Your love is like the morning mist,
    like the early dew that disappears.
Therefore I cut you in pieces with my prophets,
    I killed you with the words of my mouth—
    then my judgments go forth like the sun.

  • Hosea 6:4-5

I have swept away your offenses like a cloud, your sins like the morning mist. Return to me, for I have redeemed you.”

  • Isaiah 44:22

In the Scriptures above, we see near polar opposite images of a morning mist.

I became an Eagle Scout about two years before I found Jesus, but I had always been a church-goer and most of my service time, a requirement for rank advancement in scouting at the time, was with the church.

But I had “spiritual moments” each time we would have a night or morning vespers service on a scouting campout.

One Sunday morning in particular, we were easy walking distance from a major ranger station along the Natchez Trace Parkway, a scenic and historic trail from Natchez, MS to Nashville, TN, now a scenic highway.  You would never know that cars were driving nearby.  It was a foggy morning.  I was responsible for getting the fire started that morning.  Everything was so wet from the early morning fog and morning mist, that the fire had a hard time getting started, but I was successful, on my last match.

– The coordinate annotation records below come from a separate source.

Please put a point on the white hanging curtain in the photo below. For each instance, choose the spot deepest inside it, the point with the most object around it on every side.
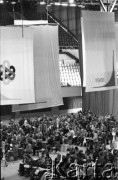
(16, 66)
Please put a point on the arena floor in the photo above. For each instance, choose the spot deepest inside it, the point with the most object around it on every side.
(11, 171)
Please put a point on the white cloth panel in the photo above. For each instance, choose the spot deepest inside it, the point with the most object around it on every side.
(17, 51)
(46, 69)
(116, 28)
(99, 53)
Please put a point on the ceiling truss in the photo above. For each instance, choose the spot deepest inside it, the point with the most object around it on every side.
(105, 5)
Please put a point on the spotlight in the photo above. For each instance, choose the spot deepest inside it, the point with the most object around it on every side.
(42, 2)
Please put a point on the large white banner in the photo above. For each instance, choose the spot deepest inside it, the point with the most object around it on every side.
(99, 51)
(116, 28)
(16, 66)
(46, 69)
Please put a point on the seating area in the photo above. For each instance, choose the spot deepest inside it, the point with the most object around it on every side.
(75, 140)
(70, 74)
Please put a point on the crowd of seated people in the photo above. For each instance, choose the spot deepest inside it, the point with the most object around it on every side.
(31, 137)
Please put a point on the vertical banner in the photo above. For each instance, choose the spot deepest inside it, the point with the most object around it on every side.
(116, 30)
(16, 66)
(46, 69)
(99, 51)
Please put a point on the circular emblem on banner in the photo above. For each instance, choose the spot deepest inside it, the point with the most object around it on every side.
(7, 72)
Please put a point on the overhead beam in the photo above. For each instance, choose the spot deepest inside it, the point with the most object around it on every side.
(102, 5)
(113, 5)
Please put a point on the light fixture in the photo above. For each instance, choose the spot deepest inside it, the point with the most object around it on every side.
(71, 1)
(42, 2)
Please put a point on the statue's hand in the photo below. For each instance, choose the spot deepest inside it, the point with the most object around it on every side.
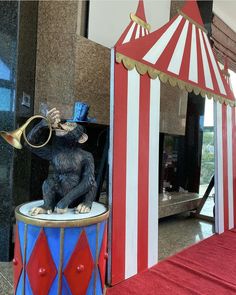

Because of my fire delay, breakfast was late.  Site cleanup was postponed.  The Scoutmaster, who I felt of as my second Dad, gathered us all into a small niche along a nature trail.  The sun finally cleared the tree line, so that we had direct light that bounced off the morning mist making everything look clean, fresh, and new.  The Scoutmaster, who struggled through the pain of Cerebral Palsy, recited some Scripture verses that he had memorized.  We sang the first verse of two or three hymns that we all knew.  And he prayed with us.

I felt more alive in the woods that day than I ever had in a church pew.

This was only one of many of these campout vespers that made me feel the presence of God, but it would take me coming to grips with the sin in my life, just two years later before I unconditionally surrendered to Jesus Christ.

But would I have had the second experience without the first?

Look at the Scriptures again.  In Hosea, the people experience God.  They know that wonderful, powerful feeling, but it evaporates like dew in the morning.  Yet, when we confess our sins, God washes them away like that morning mist.

One is a “spiritual moment” and the other changes your life forever.

Do not let the next moment pass you by.

Soli Deo Gloria.  Only to God be the Glory.